The head of the New York Fed said in an interview with Bloomberg Radio that he does not expect the gradual normalisation of the central bank’s balance sheet to cause ructions in the financial markets since investors are already expecting the move.
Mr Dudley, whose views are thought to closely align with those of Fed chief Janet Yellen, said the process of winding down the balance sheet would be done in a “passive” way, and would be “running in the background”, meaning that short-term interest rates would still be the Feds’s primary tool for tightening monetary policy. He reckons the normalisation will either begin in late 2017 or next year, depending on how the economy performs.

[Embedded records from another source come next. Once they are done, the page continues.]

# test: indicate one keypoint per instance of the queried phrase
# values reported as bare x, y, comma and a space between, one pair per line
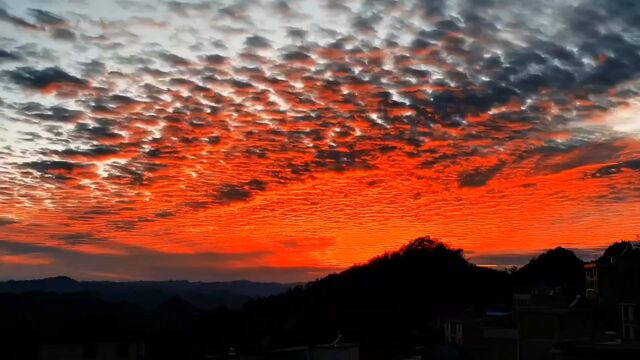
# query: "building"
613, 283
91, 351
337, 351
486, 335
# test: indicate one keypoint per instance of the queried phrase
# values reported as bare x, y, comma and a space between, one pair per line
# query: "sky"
284, 140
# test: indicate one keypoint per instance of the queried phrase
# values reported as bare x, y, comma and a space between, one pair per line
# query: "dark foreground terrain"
423, 301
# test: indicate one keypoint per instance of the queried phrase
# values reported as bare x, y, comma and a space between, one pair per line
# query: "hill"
557, 267
150, 294
387, 305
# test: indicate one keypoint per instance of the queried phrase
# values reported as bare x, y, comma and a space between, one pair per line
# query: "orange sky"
286, 159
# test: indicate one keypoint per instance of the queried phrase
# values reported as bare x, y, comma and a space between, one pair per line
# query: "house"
91, 351
335, 351
613, 283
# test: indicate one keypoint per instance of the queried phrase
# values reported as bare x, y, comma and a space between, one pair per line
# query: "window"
122, 351
89, 351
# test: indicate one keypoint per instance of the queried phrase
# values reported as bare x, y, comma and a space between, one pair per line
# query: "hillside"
393, 302
150, 294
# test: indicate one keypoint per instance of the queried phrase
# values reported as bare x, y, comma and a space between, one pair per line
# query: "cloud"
7, 221
47, 18
17, 21
381, 120
257, 41
32, 78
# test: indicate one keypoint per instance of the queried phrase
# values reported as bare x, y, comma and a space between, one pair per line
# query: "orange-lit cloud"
301, 150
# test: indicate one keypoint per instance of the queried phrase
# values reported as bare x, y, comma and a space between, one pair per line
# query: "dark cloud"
174, 60
479, 177
228, 193
6, 56
32, 78
140, 263
614, 169
54, 113
17, 21
257, 41
44, 17
81, 238
97, 151
45, 166
63, 34
7, 221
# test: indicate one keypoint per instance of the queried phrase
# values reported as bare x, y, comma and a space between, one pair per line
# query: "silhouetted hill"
624, 249
558, 267
392, 302
149, 294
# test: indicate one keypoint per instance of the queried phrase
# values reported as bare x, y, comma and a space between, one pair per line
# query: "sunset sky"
284, 140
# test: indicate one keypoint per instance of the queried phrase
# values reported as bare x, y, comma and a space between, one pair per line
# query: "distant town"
556, 307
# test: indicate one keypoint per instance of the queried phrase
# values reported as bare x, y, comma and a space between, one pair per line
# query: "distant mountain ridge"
150, 294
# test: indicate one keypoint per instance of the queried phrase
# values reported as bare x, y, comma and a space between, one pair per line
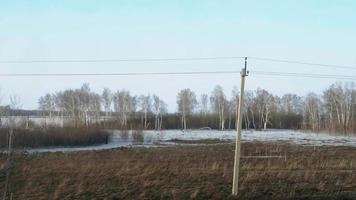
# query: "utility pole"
235, 183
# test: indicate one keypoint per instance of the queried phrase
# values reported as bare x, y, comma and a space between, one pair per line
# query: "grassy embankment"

He had said on Thursday evening that the best way to narrow the balance sheet would be to “taper reinvestments” of maturing securities “gradually and predictably”.
The Fed’s balance sheet swelled dramatically in the wake of the 2008 financial crisis as the central bank unleashed numerous rounds of bond purchases aimed at pushing down long-term interest rates in a bid to resuscitate the flagging economy.
Mr Dudley also echoed several other Fed colleagues this week in saying that he reckons the Fed’s policy-setting Federal Open Market Committee is in a “reasonable place”, and that a “couple more hikes this year seems reasonable”.
The Fed lifted its benchmark lending rate this month for the third time since the end of the financial crisis, but has projected two more increases this year given the strength of the labour market and uptick in inflation.